Os critérios nós já sabemos: é uma sociedade ambientalmente sustentável, socialmente justa e economicamente viável. Para isso, nós tivemos imensas reuniões planetárias com cientistas, políticos e empresas e se chegou aos Objetivos do Desenvolvimento Sustentável - ODS, a chamada Agenda 2030. Esses objetivos são perfeitamente atingíveis, mas exigem a reorganização de como se governa. Em termos práticos, para atingir os Objetivos do Desenvolvimento Sustentável, temos que orientar a economia para o bem-estar efetivo das famílias, e não para o bem-estar dos mercados que geram mais Wall Street, mais paraísos fiscais e coisas do gênero. E o que é o bem-estar das famílias? É, de um lado, ter dinheiro no bolso para conseguir pagar o transporte, o aluguel e comprar a camisa e ter, também, acesso aos bens de consumo coletivo: a pessoa não compra seu hospital e sua escola, ela tem que ter acesso a bens públicos de acesso gratuito e universal, porque isso simplesmente é mais produtivo. Isso não é complicado: nós podemos aumentar o bem-estar das famílias sem gerar desastre ambiental, porque aumentar o bem-estar não significa comprar mais pás de plástico e coisas do gênero, mas, sim, ampliar o acesso à saúde, à educação e à cultura, ou seja, todos esses bens que enriquecem as nossas vidas sem destruir o meio ambiente. Isso significa mudar a contabilidade, porque o PIB calcula apenas o ritmo de uso dos recursos no planeta, mas não calcula nem os impactos ambientais nem os impactos em termos de bem-estar das famílias.
O objetivo dessa reorientação nos leva a mudar as contas nacionais, e o melhor exemplo é justamente o trabalho de Kate Raworth, que está publicado no Brasil sob o título “Economia Donut: uma alternativa ao crescimento a qualquer custo” [1ª edição.
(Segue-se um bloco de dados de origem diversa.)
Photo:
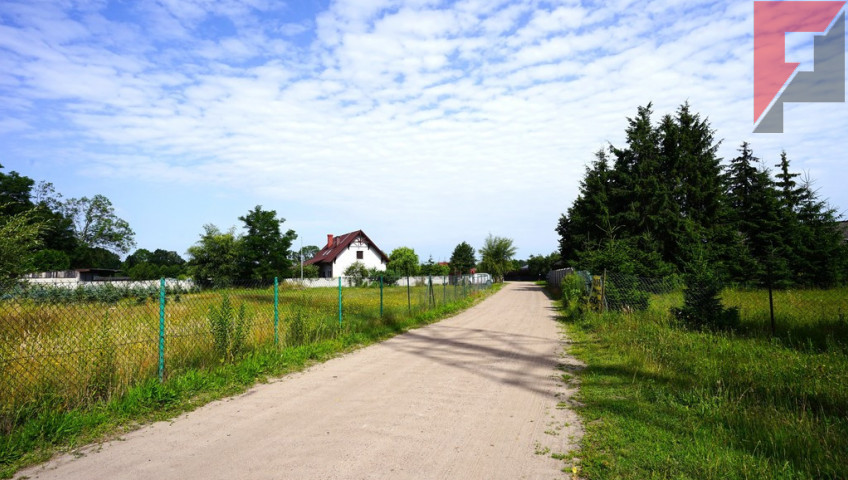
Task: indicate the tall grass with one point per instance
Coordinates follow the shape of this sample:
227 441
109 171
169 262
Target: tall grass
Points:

Rio de Janeiro: Zahar, 2019. Tradução: George Schlesinger], que é uma forma de contabilização dos resultados e não apenas do ritmo de atividade econômica. No conjunto, saber os ODS, nos orientarmos para o bem-estar das famílias, tanto no que diz respeito à renda como no acesso a bens de consumo coletivo, e adequar o sistema de contabilidade correspondente é o que traça um norte perfeitamente compreensível.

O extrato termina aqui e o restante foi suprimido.